Many methods of filtering well bore fluid have been used. One such method includes placing a filter-like screen in the tubular members while the tubular members are being run into the well bore. The prior art devices presently available utilize a cylindrical or conical screen with an external retrieval neck.
It is quite beneficial to screen the drilling fluid being pumped down-hole through the annulus of the drill string at the drill floor in a manner that is supposed to eliminate any foreign debris from becoming entrained in the fluids that may plug or damage any of the down-hole tools or sensitive instruments located therein during drilling operations.
However, it has been the practice to remove such filter screens at some point to allow for passage of down hole tools though the annulus. Therefore, it has been the accepted practice to install filter screens at critical locations, such as at the entrance to the mud pump, but such filter screens have often proven inadequate and provide no protection from debris that passes though the tubing from the mud reclamation tanks after the above described screen filters have been removed. Although such mud screens have been inserted into the tubular drill string, they have the disadvantage of being cumbersome to install and difficult to remove or to clean if necessary. In many cases, the removal can only be accomplished by tripping the pipe out of the hole which, of course, becomes impossible in the event that the pipe is stuck. If left in place, the down-hole screen will provide a blockage to any tools, such as survey instruments, string shots, etc., that may be run any time during the drilling operation. Of course, the screen may eventually become plugged and severely limit the flow of fluid unless it is removed and cleaned occasionally. Down-hole type screens heretofore provided, although capable of removal, run an extreme risk that the debris collected by the screen will escape from the screen during the removal process and plug the down-hole devices meant to be protected in the first place. Therefore, there is a need for a tool joint filtering device that remains in the well annulus, adjacent a down-hole tool, which efficiently filters the drilling fluid while still allowing maximum flow-through capabilities. It is far better to retrieve a tool that has become inoperative due to a plugged filter than due to extreme damage.

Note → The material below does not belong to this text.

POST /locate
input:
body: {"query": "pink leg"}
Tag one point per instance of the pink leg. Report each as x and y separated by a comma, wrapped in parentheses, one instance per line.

In addition, since the down-hole drilling fluids are quite abrasive and are pumped at high pressures of approximately 5000 PSI, any reductions in orifice size increase velocity. Therefore, filters and strainer disks having such orifices suffer significant wear and breakage. It becomes obvious that in cases where high velocity is not required orifice size should be kept to a maximum and that more attention should be paid to the type of metal, surface preparation, and cladding.
In some cases where high velocity is an advantage, such as that disclosed by Gaylord in U.S. Pat. No. 3,831,753, wherein the strainer is comprised of a pair of stacked disks having a plurality of slots with the disks rotated in a manner whereby the slots are approximately 90 degrees apart. This arrangement provides a plurality of square holes subjected to high-pressure abrasion. In addition the strainer disk is seated within a pipe joint subsection that adds cost to the strainer. The Gaylord apparatus provides an increase in velocity and excessive wear that is undesirable in other locations in the drill string. Such is the case of filtering out damaging debris from entering sensitive instrument tool joints where breakage of the strainer disk could create the problems mentioned herein.
It should be clearly understood that, in most cases, restriction of fluid flow by a filter element should be kept to a minimum while preventing large, potentially damaging debris from entering sensitive areas.